From the very beginning, young George Bush would be seen as a conciliator. He was two years old when his parents bought him a pedal car. Little George was ecstatic. And then in his moment of joy he hesitated, remembering his older brother and loyal playmate, Prescott Bush, Jr., or “Pressy.” In a scene etched in family lore, little George offered to share his new treasure with his brother. “Have half, have half, have half,” he insisted. The two would play together for hours, with George deferring to his elder brother when it was demanded. One game, practical during inclement weather, could be described as “baseball in a bedroom.” The two boys would roll up their father’s socks and bat them around the room, racing around the bases on their knees.
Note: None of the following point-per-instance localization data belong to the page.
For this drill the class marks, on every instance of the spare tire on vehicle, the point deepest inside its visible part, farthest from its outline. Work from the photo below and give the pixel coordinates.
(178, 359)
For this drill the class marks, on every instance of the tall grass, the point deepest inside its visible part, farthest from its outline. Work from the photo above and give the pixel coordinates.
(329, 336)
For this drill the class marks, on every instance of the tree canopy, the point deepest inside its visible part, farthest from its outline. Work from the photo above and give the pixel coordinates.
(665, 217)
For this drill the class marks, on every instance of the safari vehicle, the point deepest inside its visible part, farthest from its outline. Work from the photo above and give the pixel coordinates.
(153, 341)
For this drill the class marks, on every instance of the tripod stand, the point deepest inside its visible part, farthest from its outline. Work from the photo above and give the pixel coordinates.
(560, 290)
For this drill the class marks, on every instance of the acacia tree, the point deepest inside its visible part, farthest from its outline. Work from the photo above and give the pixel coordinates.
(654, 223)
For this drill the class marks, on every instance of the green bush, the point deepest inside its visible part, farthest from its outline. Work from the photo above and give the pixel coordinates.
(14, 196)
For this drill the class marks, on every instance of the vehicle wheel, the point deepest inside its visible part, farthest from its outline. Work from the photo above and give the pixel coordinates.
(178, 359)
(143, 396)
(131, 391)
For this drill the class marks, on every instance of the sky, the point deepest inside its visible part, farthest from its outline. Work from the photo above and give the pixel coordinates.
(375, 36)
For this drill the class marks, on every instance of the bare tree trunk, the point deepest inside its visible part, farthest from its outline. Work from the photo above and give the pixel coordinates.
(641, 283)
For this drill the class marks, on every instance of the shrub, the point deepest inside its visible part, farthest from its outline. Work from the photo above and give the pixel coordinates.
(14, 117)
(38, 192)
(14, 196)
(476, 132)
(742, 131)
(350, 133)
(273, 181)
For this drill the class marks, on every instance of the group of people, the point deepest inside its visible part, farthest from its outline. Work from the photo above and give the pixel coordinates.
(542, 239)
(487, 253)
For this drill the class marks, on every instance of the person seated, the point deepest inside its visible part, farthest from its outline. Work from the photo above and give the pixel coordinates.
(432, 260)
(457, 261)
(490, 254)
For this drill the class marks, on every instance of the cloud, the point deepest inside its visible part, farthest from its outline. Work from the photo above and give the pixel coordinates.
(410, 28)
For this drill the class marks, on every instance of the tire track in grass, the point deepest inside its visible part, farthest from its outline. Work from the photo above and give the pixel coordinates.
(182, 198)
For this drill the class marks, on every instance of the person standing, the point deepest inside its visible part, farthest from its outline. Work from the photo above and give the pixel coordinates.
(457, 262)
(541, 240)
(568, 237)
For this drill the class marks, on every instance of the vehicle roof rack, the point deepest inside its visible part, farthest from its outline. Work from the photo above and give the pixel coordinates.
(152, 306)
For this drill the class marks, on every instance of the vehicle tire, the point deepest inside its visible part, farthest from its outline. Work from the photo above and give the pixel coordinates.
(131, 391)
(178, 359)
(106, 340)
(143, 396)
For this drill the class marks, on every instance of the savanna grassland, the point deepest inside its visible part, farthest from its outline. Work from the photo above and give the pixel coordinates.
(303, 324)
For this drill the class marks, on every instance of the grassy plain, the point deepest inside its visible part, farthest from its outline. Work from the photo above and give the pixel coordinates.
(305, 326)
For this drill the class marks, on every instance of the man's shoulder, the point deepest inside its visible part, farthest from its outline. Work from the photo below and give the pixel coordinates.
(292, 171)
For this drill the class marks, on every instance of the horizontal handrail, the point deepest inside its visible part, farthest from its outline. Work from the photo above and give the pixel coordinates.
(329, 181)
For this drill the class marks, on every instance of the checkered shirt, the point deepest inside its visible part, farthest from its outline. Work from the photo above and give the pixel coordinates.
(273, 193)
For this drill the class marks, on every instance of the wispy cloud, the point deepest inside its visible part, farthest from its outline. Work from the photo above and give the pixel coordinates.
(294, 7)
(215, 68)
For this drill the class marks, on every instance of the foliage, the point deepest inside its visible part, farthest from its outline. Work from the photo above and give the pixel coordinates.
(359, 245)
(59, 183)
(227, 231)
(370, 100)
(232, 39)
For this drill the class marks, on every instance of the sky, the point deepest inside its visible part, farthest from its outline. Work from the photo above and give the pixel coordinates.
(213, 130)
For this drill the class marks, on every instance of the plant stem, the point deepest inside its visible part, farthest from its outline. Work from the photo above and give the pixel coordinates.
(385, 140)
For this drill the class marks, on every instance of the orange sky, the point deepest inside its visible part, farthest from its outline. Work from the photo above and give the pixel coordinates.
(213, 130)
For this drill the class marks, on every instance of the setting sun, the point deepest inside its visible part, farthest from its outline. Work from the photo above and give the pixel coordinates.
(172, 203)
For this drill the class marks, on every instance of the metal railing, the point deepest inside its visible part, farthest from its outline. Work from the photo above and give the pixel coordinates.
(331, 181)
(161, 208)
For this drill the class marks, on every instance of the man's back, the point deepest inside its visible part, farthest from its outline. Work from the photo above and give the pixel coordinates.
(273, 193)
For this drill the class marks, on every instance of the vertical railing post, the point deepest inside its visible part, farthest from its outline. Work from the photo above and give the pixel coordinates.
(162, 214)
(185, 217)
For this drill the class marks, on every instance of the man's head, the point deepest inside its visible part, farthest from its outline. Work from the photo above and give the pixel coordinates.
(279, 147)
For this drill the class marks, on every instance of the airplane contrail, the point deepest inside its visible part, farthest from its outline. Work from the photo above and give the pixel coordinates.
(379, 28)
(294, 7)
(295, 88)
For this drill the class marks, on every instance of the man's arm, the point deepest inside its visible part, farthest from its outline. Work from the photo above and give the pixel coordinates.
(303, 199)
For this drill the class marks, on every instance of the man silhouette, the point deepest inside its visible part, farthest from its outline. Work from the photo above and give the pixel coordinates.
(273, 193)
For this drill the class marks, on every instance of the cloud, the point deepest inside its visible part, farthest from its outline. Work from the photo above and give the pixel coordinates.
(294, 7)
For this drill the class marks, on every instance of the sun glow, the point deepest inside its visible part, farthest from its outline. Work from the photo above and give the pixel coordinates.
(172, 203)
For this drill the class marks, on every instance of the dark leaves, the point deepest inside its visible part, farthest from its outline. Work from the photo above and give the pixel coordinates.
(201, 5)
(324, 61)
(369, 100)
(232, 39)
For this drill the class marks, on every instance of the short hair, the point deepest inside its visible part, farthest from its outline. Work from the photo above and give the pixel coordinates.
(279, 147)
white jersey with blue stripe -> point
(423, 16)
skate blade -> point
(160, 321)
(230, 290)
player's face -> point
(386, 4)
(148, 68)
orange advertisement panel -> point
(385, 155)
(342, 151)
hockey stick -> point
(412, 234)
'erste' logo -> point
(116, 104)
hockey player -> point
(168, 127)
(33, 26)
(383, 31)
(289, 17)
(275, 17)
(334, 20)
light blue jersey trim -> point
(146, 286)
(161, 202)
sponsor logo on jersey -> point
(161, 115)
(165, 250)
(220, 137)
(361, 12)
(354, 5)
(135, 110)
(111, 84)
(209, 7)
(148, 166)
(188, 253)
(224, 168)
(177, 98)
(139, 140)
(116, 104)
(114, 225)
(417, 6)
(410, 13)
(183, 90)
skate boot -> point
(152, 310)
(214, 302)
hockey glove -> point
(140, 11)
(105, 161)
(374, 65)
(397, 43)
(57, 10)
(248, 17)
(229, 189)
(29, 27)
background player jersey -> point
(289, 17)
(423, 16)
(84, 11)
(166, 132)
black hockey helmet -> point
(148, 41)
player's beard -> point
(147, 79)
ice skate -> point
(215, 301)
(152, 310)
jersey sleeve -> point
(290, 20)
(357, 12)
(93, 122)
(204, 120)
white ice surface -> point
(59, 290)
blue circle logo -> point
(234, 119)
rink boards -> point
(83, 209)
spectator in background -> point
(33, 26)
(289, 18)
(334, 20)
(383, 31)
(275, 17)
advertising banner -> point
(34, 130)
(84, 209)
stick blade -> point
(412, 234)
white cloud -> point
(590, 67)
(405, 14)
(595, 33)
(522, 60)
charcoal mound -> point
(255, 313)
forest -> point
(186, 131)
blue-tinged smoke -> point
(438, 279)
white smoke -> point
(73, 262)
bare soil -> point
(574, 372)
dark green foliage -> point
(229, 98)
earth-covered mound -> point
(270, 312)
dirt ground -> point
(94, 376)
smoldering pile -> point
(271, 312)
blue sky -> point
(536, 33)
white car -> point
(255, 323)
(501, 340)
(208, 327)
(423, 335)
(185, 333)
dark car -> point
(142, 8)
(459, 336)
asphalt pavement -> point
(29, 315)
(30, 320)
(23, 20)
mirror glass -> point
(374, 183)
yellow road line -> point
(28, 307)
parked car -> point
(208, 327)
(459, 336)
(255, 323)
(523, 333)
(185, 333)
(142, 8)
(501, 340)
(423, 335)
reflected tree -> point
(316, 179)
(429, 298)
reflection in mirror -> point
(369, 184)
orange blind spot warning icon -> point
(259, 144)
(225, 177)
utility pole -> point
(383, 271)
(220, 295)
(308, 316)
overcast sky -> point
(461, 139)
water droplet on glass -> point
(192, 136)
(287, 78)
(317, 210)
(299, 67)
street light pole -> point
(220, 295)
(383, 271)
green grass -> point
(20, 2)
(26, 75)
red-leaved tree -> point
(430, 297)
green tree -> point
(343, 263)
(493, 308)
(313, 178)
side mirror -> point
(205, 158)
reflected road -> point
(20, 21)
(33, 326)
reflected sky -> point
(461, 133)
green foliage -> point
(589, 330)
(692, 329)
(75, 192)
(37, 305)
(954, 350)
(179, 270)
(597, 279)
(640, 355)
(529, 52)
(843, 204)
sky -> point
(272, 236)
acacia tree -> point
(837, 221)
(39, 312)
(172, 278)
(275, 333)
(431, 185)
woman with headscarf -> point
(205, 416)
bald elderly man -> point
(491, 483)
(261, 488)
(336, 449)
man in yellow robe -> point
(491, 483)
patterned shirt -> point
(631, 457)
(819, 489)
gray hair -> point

While Pres worked, Dottie raised the boys, and soon the family found itself absorbed into the greater Walker clan. Summers included annual visits to Kennebunkport, where the grounds were filled with Walker cousins. Each Christmas, they journeyed to Bert Walker’s South Carolina plantation, where black servants in white gloves slipped into the children’s bedrooms just before sunup to light the fireplaces and take the chill off the early morning. In the afternoon, the men went hunting.
But if Dottie was the principal figure in the raising of the children, the family philosophy was pure Bush. Dottie had always held an aversion to high-handed haughtiness. Even as a child she had rebuked a snobbish neighborhood queen bee who had tried to turn their playtime on the street into a social contest. The added generational emphasis of the Bushes must have been extraordinarily reaffirming. “We were taught that brotherhood was more important than winning an argument,” said Bucky Bush. 2 In the spirit of James Bush, Poppy’s great-grandfather, the children were told never to boast, unless it was about the accomplishments of another. When a teenage George began to pass Pressy in his tennis game, the older brother bragged about Poppy as if he were his son instead of a younger sibling.
Pressy and Poppy were sent to Greenwich Country Day School. Founded in 1925 by an impressive group of locals, including one of the Rockefeller wives, it had elementary-age schoolchildren learning Latin. The Bush boys, in the family tradition, were allowed to choose their own prep school.